Why exactly should we care about the suffering of others? A simple answer would be that, objectively speaking, none of us live only by ourselves; we depend infinitely on the kindness and generosity of others. The clothes that we wear, the car that we drive, the roads that we drive on, the house that we live in, our salaries, our groceries, the food that we eat, our education, our employment—these all come from the kindness, generosity, and labor of others. We should care when others are suffering because “others” clothed us, fed us, employed us, and made us who we are. The president and the attorney general did not stitch their own clothes. They don’t treat their own diseases. They did not make their cars. They did not make their phones. They did not make their computers. They did not build their towers. Somebody took care of them when they were born. Somebody will take care of their bodies when they die.

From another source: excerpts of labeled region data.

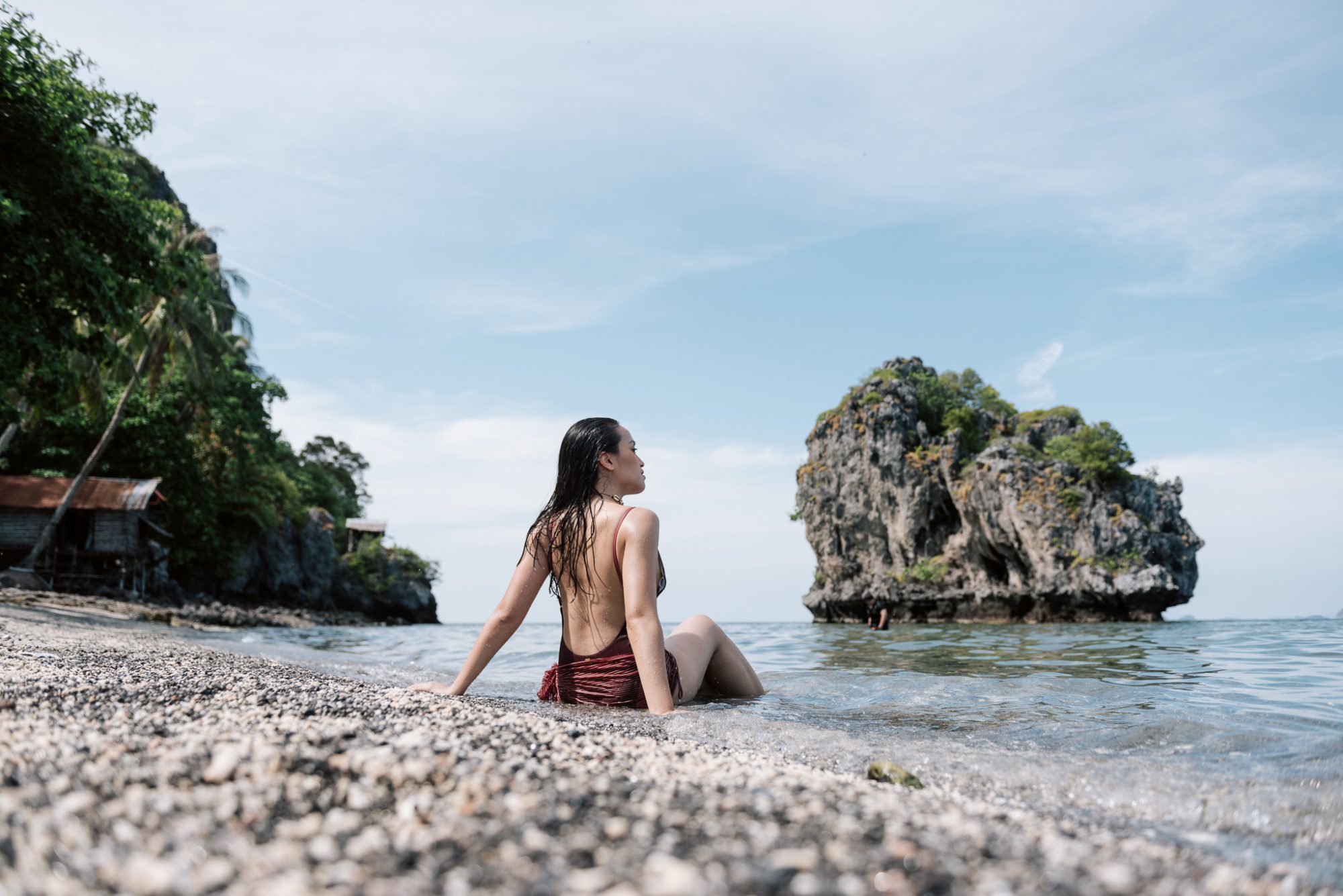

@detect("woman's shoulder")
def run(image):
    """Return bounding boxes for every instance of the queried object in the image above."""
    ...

[623,507,658,531]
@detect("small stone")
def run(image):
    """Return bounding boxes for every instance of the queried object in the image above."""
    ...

[868,759,923,790]
[770,846,821,870]
[1092,862,1138,893]
[308,834,340,862]
[642,853,705,896]
[200,743,243,783]
[191,856,234,893]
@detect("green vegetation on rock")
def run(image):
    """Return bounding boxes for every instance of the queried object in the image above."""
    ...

[0,9,435,601]
[900,555,947,585]
[1045,420,1133,481]
[341,536,439,597]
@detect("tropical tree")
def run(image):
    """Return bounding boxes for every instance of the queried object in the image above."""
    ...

[17,209,251,571]
[0,1,167,424]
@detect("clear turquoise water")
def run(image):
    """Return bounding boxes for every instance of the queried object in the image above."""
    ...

[179,619,1343,876]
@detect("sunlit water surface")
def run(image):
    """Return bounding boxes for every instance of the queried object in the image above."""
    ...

[185,619,1343,879]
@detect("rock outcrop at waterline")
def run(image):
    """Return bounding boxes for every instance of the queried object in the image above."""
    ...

[798,358,1203,622]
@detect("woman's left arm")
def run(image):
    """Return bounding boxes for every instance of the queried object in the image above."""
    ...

[408,536,551,696]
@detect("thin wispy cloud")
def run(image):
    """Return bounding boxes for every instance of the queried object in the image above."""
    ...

[1017,342,1064,401]
[36,0,1343,332]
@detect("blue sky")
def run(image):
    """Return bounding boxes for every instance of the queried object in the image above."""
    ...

[30,0,1343,621]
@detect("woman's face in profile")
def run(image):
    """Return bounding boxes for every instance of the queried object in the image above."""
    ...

[611,427,645,495]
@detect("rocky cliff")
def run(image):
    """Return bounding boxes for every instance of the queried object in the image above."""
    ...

[798,358,1203,622]
[220,507,438,622]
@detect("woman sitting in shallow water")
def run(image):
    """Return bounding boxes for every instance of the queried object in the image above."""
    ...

[411,417,764,715]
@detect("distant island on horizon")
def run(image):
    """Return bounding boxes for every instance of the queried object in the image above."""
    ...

[794,357,1203,622]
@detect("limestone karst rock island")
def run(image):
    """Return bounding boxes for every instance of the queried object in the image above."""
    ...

[798,358,1203,622]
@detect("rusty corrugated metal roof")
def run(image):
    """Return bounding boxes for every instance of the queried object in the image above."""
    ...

[0,476,167,509]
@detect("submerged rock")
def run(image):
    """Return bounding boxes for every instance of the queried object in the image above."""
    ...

[798,358,1203,622]
[868,759,923,790]
[220,507,438,622]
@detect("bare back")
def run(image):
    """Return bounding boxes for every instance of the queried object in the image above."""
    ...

[560,503,655,656]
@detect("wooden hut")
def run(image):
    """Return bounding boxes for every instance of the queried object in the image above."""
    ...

[0,476,171,591]
[345,519,387,554]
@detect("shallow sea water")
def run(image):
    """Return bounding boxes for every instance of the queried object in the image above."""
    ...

[183,619,1343,881]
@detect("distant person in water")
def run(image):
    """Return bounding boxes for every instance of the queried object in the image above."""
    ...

[868,594,890,632]
[411,417,764,715]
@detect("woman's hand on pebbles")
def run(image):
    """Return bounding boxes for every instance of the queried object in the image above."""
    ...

[406,681,457,696]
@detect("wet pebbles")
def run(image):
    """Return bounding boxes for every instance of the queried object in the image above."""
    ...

[0,606,1324,896]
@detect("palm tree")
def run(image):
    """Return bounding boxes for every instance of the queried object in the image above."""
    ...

[0,399,28,454]
[15,219,251,573]
[0,328,117,454]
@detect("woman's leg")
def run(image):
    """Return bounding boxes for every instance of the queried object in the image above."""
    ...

[666,615,764,703]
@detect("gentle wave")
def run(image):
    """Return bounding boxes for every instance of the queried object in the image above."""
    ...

[173,619,1343,873]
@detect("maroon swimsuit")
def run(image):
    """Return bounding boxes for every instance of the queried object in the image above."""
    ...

[536,507,684,708]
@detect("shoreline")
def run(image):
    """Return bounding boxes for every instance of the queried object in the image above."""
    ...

[0,598,1338,895]
[0,587,398,629]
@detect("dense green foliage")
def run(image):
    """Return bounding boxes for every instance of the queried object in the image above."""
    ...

[0,364,367,587]
[0,4,175,423]
[1045,421,1133,481]
[1017,405,1085,431]
[911,368,1017,452]
[817,368,1139,483]
[0,9,436,589]
[342,538,439,595]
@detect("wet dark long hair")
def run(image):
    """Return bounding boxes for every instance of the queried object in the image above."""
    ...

[518,417,620,598]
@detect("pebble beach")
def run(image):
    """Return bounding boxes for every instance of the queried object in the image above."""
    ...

[0,602,1339,896]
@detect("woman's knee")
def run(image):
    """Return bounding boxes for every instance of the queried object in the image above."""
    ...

[676,613,723,641]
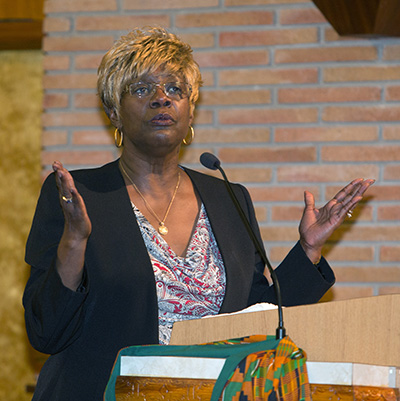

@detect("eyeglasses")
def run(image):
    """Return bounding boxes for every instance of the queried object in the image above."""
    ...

[125,82,192,100]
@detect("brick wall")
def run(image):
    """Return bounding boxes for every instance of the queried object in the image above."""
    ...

[42,0,400,300]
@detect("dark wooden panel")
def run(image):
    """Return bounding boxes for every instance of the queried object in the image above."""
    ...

[0,0,44,50]
[313,0,400,36]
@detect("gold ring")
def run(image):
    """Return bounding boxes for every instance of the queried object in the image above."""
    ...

[61,196,72,203]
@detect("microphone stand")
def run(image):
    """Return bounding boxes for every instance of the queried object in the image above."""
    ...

[200,152,286,340]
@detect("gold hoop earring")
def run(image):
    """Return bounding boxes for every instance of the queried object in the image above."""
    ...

[114,128,124,148]
[182,125,194,146]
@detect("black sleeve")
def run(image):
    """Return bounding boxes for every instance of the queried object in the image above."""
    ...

[23,174,88,354]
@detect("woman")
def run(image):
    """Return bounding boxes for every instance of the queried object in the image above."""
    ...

[23,29,372,401]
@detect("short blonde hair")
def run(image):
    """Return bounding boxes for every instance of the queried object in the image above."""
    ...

[97,27,202,118]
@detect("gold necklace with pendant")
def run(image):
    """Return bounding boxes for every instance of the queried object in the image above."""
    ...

[119,161,181,235]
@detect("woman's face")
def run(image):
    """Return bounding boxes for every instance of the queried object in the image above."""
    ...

[113,71,193,156]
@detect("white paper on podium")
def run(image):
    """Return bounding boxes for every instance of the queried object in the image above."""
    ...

[120,356,225,380]
[202,302,278,319]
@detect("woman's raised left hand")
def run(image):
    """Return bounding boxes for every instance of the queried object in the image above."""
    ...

[299,178,375,264]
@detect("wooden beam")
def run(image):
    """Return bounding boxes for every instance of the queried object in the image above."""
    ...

[312,0,400,36]
[0,0,44,50]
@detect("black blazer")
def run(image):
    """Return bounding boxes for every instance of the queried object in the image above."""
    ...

[23,161,334,401]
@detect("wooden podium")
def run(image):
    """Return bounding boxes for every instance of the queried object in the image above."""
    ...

[112,294,400,401]
[171,294,400,367]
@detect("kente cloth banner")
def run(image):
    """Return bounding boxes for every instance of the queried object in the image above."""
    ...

[104,335,311,401]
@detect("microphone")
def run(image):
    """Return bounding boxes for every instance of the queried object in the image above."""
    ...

[200,152,286,340]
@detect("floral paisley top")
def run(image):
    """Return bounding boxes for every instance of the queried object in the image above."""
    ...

[132,204,226,344]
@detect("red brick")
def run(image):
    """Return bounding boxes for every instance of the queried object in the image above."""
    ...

[72,128,114,146]
[383,165,400,181]
[379,245,400,260]
[382,125,400,141]
[324,65,400,82]
[75,53,103,72]
[200,89,271,106]
[219,146,316,163]
[43,93,68,109]
[321,145,400,162]
[382,45,400,61]
[124,0,218,10]
[330,222,400,243]
[195,50,269,68]
[329,266,400,283]
[200,71,215,87]
[274,125,379,143]
[260,224,299,241]
[274,46,377,64]
[42,112,106,127]
[194,109,214,124]
[322,104,400,123]
[175,10,273,28]
[75,14,170,32]
[43,36,114,52]
[254,207,267,222]
[219,68,318,86]
[74,93,102,109]
[43,17,71,32]
[279,8,326,25]
[248,185,320,202]
[271,206,304,221]
[222,167,272,183]
[378,205,400,221]
[195,127,270,143]
[43,73,97,90]
[385,86,400,102]
[277,164,379,183]
[278,87,381,104]
[178,32,215,49]
[219,28,318,47]
[219,108,318,124]
[44,0,117,14]
[323,244,376,262]
[43,55,70,71]
[42,150,114,166]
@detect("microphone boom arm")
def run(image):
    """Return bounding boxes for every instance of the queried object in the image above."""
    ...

[215,165,286,339]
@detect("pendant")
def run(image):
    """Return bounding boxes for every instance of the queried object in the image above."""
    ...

[158,222,168,235]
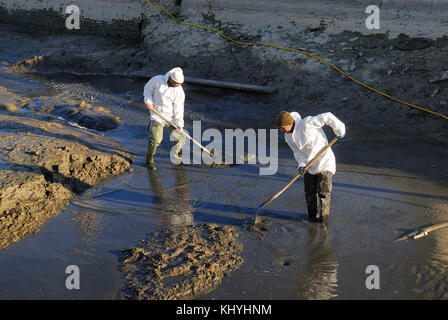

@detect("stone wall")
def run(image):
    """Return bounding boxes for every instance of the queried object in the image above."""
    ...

[0,0,161,39]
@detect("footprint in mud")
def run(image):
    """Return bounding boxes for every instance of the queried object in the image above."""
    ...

[118,224,243,300]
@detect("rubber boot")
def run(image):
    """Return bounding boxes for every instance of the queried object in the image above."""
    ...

[146,148,157,170]
[304,172,319,222]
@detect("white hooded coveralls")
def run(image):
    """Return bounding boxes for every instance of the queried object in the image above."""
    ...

[143,69,185,128]
[285,112,345,174]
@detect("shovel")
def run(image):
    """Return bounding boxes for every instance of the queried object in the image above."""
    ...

[151,108,214,157]
[252,137,342,228]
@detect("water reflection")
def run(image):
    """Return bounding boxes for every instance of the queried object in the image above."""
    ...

[148,166,193,226]
[70,210,103,255]
[296,223,339,300]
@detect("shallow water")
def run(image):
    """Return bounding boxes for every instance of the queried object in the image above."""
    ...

[0,71,448,299]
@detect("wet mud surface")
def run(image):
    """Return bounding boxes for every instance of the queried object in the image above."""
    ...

[119,224,243,300]
[0,6,448,299]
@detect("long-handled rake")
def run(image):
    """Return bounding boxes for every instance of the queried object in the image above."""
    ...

[251,137,341,228]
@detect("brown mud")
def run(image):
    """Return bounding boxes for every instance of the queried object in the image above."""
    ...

[119,224,243,300]
[0,1,448,299]
[0,128,130,248]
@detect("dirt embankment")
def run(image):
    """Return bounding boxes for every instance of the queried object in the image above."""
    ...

[3,10,448,141]
[0,87,132,248]
[119,224,243,300]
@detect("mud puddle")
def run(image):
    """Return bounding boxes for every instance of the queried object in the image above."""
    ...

[0,71,448,299]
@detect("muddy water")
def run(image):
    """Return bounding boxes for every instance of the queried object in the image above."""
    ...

[0,75,448,299]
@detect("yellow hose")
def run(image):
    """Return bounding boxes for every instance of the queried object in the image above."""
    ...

[146,0,448,120]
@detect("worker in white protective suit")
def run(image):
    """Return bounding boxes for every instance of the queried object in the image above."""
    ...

[276,111,345,222]
[143,68,185,170]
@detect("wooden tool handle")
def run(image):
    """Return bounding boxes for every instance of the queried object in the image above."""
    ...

[262,137,339,206]
[151,108,214,157]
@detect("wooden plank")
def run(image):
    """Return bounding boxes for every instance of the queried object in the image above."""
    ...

[130,73,277,93]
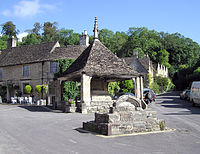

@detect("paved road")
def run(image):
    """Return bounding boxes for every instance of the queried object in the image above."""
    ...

[0,93,200,154]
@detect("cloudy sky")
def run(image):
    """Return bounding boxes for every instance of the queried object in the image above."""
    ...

[0,0,200,44]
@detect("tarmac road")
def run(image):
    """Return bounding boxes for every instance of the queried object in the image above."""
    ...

[0,92,200,154]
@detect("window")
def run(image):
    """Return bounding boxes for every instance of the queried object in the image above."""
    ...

It is the morality of all human beings to care when others suffer. Even animals care when their offspring suffer. But only human beings have the capacity and opportunity to care when someone else’s offspring suffers.
In A Woman Alone, the South African/Botswanian writer Bessie Head tells of a time when she sat down on a bench at Cape Town railway station where the “Whites Only” notice was hidden from view: “A few moments later a white man approached and shouted: ‘Get off!’ It never occurred to him that he was achieving the opposite of his dreams of superiority and had become a living object of contempt, that human beings, when they are human, dare not conduct themselves in such ways.”
The soon-to-be murderer Macbeth had said more or less the same thing:
“I dare do all that may become a man;
Who dares do more is none.”
Indeed the president’s “shithole countries” comment and the criminalization of black-skinned immigrants, Muslims and Hispanics loudly proclaim this mismeasure of what it means to be a human being. It reveals a profound poverty of the mind. If Norwegians visit the US now, it might just be as tourists to Mount Rushmore.
~
Gayatri Devi is Associate Professor of English at Lock Haven University of Pennsylvania.